Le gomme sono lisce, il carburante scarseggia sempre più e il vano caldo dei malati, così come quello degli autisti, è sudicio, gli attrezzi medicali, poi, sono tenuti alla meno peggio, legati con dei semplici lacciuoli, mentre sul tachimetro si contano oltre mezzo milione di chilometri. Questo è lo stato in cui versa l’unica ambulanza del 118 in dotazione al punto Suem (Servizio urgenza emergenza medica) di Rossano. Sembra una scena da retropalco, ma è tutto drammaticamente vero.

L’unica ambulanza che “scarrozza” ammalati gravi nella Sibaritide, tra l’altro, lungo la Statale 106 e su strade da incubo, è un catorcio da rottamare. Macchine pericolosissime su cui viaggiano ogni giorno decine di persone, ignavi dei pericoli, e con loro anche l’equipe medica e infermieristica che vive, praticamente, nel terrore.

«Abbiamo paura ma non possiamo fare altrimenti»

Qualcosa, di come si vive – anzi, di come si è costretti a vivere – su questa ambulanza, ce l’hanno raccontata alcuni operatori del 118. «Abbiamo paura» dicono ma poi stringono le spalle (ovviamente) perché per loro questo è lavoro e non possono tirarsi indietro. «Il problema però – ci raccontano, ancora – è che se decido di fermare la macchina in questo momento (e di giusti motivi se ne avrebbero a iosa, ndr) io e tutti gli altri colleghi del presidio di Rossano, rischiamo di essere trasferiti in altre postazioni». E dove? «In quei posti che sono stati sguarniti di personale». Per intenderci, i pochi autisti (coraggiosi) che sono rimasti nei centri del 118 della provincia di Cosenza, hanno paura della mobilità e quindi di essere mandati chissà in quale altro angolo dell’Azienda sanitaria per supplire colleghi che con più comodità sono stati messi dietro una scrivania.

E questo stato di fatto, cioè quello di avere più addetti di sportello, centralinisti o addetti da scrivania, non riguarda solo gli autisti ma abbraccia tutta la sfera del personale sanitario. Sono i famosi imboscati di cui spesso si sente parlare.

Il business dei privati convenzionati

Poi c’è il business dei privati convenzionati. Già, accade anche che altre automediche rimangono ferme e parcheggiate perché non possono essere mandate in manutenzione, in quanto l’Asp di Cosenza dice di non avere i soldi per ripararle. Eppure, le ambulanze private, quelle che vengono pagate dalla stessa Azienda sanitaria, girano tranquillamente e fanno la spola tra gli ospedali, sostituendosi al servizio pubblico.

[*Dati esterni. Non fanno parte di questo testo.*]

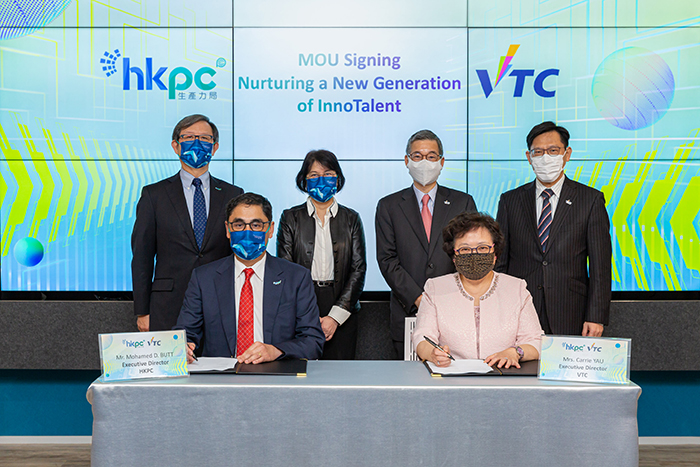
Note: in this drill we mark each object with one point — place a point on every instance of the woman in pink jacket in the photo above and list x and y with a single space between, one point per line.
476 313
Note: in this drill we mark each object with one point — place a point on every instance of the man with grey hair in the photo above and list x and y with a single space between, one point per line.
179 226
409 226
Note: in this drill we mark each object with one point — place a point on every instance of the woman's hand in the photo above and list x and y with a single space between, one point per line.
439 357
504 358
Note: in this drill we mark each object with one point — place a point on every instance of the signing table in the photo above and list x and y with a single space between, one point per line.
363 413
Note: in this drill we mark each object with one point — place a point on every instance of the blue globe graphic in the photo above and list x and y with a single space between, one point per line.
29 252
633 88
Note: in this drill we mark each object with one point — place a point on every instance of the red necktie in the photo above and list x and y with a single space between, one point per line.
244 338
427 217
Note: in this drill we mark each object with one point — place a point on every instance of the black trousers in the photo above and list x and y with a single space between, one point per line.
344 342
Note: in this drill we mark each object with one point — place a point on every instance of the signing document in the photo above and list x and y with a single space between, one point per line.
461 367
212 364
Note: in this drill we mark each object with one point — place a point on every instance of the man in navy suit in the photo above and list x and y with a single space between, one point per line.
409 227
178 226
251 305
557 238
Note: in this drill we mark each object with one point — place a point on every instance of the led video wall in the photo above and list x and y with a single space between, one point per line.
89 94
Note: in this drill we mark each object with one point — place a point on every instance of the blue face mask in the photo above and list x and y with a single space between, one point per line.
195 153
248 244
322 188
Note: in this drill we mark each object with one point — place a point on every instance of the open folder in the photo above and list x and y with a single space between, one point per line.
218 365
479 368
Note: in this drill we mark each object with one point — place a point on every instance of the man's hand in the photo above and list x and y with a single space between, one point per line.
190 352
259 353
592 329
143 322
329 325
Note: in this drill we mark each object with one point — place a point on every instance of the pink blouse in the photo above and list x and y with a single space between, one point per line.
505 317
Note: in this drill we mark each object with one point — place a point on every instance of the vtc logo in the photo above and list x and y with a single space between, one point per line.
147 79
520 76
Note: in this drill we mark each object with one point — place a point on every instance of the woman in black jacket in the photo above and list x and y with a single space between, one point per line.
329 240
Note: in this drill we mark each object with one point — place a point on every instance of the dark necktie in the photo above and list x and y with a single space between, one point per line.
200 212
545 218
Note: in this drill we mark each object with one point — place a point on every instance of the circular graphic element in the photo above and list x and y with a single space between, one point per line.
29 252
633 88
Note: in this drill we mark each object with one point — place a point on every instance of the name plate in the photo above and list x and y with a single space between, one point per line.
138 355
586 359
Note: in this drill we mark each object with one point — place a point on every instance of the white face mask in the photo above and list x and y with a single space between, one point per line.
424 172
546 167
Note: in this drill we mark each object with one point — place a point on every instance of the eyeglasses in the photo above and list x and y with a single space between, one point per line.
432 156
330 173
256 225
553 151
481 250
203 138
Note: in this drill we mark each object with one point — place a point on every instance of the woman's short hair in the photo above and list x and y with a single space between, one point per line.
326 159
466 222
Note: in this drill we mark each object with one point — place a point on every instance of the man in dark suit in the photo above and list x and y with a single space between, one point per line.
251 305
178 223
409 226
557 238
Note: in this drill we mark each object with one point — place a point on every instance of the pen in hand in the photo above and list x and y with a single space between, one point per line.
193 355
437 347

«Se ci fermiamo – ci dicono ancora alcuni operatori del 118 – veniamo penalizzati anche economicamente perché andiamo a perdere reperibilità e competenze accessorie». Insomma, riparare o comprare delle vetture nuove non converrebbe davvero a nessuno. E il perché è presto detto. «L’Asp fa lavorare i privati perché evidentemente gli conviene fare così». Insomma, i soldi per le convenzioni ci sono – e sono quasi sempre puntuali – mentre i denari svaniscono quando c’è da riparare le vetture in dotazione alla stessa Azienda sanitaria. E le automediche restano ferme o restano parcheggiate nelle rimesse delle autofficine dove i meccanici attendono di essere pagati o, ancora peggio, vengono messe per strada con grande pericolo per il personale e per i malati.

 

La domanda è: ma queste ambulanze – tipo quella che è in dotazione al 118 di Rossano – sono in grado di poter superare una revisione? Per i veicoli fermi, dicevamo, nel frattempo ci sono i mezzi privati che costano all’Azienda sanitaria una cifra pari a 700 euro al giorno (un po’ come i medici in convenzione che vengono chiamati a supplire nei reparti lì dove non c’è copertura di personale, che di euro ne costano circa 800 al dì). E tutto questo avviene con un alto incremento delle spese, poiché non solo i veicoli prima o poi andranno riparati o rottamati e quindi sostituiti ma nel frattempo si crea un danno erariale notevole. E poi dicono che il nostro sistema sanitario è rimasto senza soldi. Chissà perché!